Yo era la experta en rellenar las empanadillas, y en cerrar los bordes con un tenedor, sin presionar mucho, para que no se rompieran. También me encargaba de la mayonesa (aceite de oliva, de girasol, un huevo sacado con tiempo de la nevera, limón y ajo) y del café de puchero. A veces, no muchas, ayudaba con las croquetas. Eran mis hermanas y mi madre las expertas en la cocina, y en decorar la mesa, aunque también ayudaban mi padre y mis hermanos en esa tarde antes de la cena en que la cocina olía a perejil y las manos se llenaban de harina y pan rallado. El timbre no dejaba de sonar, y por la puerta entraban vecinos y familiares que acababan sentados en una mesa en la que cabían no sé cómo más de veinte personas. Tampoco paraba el teléfono, en singular, que entonces no se llamaba el fijo porque ni soñábamos con un mundo en que cada uno dispusiera de su propio teléfono sin tener que hablar bajo o sin recibir cada dos por tres avisos de que colgáramos. Llegaba un momento en que el aire se espesaba tanto entre la gente, el olor de la comida y el humo de la fritura, que había que abrir las ventanas a pesar del frío y la niebla. Entraba entonces otro tipo de olor, a leña, a invierno, mezclado con el rumor de las zambombas y panderetas que recorrían las calles de mi pueblo acompañadas del tintineo de las botellas de anís. Dentro hacía mucho que habían empezado las risas tontas que acababan en enfado de mi madre, las bromas sobre quién salía con quién o a qué hora se había vuelto a casa. 
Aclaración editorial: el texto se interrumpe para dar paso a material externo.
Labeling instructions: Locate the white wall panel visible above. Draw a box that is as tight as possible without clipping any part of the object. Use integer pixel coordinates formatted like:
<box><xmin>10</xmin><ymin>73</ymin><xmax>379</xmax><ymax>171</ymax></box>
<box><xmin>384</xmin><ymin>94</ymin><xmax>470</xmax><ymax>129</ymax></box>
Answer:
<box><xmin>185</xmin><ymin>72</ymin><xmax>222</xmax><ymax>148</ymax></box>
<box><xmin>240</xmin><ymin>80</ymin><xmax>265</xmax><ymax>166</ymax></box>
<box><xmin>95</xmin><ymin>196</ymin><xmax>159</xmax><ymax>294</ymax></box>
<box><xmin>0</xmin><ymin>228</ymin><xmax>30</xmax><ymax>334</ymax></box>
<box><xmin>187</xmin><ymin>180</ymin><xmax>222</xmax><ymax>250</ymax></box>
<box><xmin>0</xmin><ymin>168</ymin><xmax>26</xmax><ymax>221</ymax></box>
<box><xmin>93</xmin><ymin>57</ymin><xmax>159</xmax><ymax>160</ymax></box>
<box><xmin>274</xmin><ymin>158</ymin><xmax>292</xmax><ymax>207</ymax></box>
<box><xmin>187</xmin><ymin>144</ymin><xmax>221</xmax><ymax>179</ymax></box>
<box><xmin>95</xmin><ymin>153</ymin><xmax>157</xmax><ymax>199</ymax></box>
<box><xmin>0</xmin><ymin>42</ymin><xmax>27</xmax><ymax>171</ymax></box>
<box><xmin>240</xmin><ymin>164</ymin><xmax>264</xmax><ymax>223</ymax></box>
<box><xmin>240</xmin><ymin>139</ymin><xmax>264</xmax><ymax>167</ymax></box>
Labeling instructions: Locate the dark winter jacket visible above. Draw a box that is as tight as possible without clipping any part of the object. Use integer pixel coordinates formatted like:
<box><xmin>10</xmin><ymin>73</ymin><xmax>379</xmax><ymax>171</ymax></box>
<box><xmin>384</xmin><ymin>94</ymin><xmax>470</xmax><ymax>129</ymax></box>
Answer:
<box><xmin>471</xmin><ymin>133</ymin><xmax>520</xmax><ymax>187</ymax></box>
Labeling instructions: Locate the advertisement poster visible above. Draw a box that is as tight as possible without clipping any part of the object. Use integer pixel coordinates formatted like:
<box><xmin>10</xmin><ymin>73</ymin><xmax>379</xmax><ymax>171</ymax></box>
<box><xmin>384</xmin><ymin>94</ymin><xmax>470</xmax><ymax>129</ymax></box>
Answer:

Caía la noche sin aviso, como siempre en diciembre, y la mesa estaba sin poner o faltaba una botella o se sumaba alguien más a un cena que había empezado a prepararse a las cinco y que nunca estaba preparada a tiempo, quizá porque era lo de menos, quizá porque se trataba de estar juntos, de sumar gente y confidencias, de hablar a escondidas con el chico que te gustaba tratando de alargar el cable del teléfono para oír algo en medio del escándalo de una casa llena de gente, pero también para que no te oyeran. No parece gran cosa, pero lo era. 

Mis dotes culinarias siguen siendo poco más o menos las mismas. Relleno empanadillas, cierro sus bordes, hago croquetas, aunque no he vuelto a preparar mayonesa. Lo otro lo suplo con encargos o ayuda. Pero hay cosas que no puedo compensar, cosas que me hubiera gustado grabar en la memoria, mantenerlas vivas contra viento y marea. Me faltan ingredientes, lugares, sobre todo personas. La felicidad era solo estar juntos, lo sigue siendo ahora. Mi cocina es más pequeña, cada uno tiene su teléfono y ahora soy yo la directora de una orquesta muy mermada. Aun así, habrá que erguir los hombros, respirar este aire de diciembre y disfrutar del aquí y del ahora, sin quedarse parados en el entonces. Mañana es Nochebuena, cuidemos a los que están, levantemos una copa por las sillas vacías, y no nos dejemos abatir por la miel engañosa de la nostalgia. Feliz Navidad.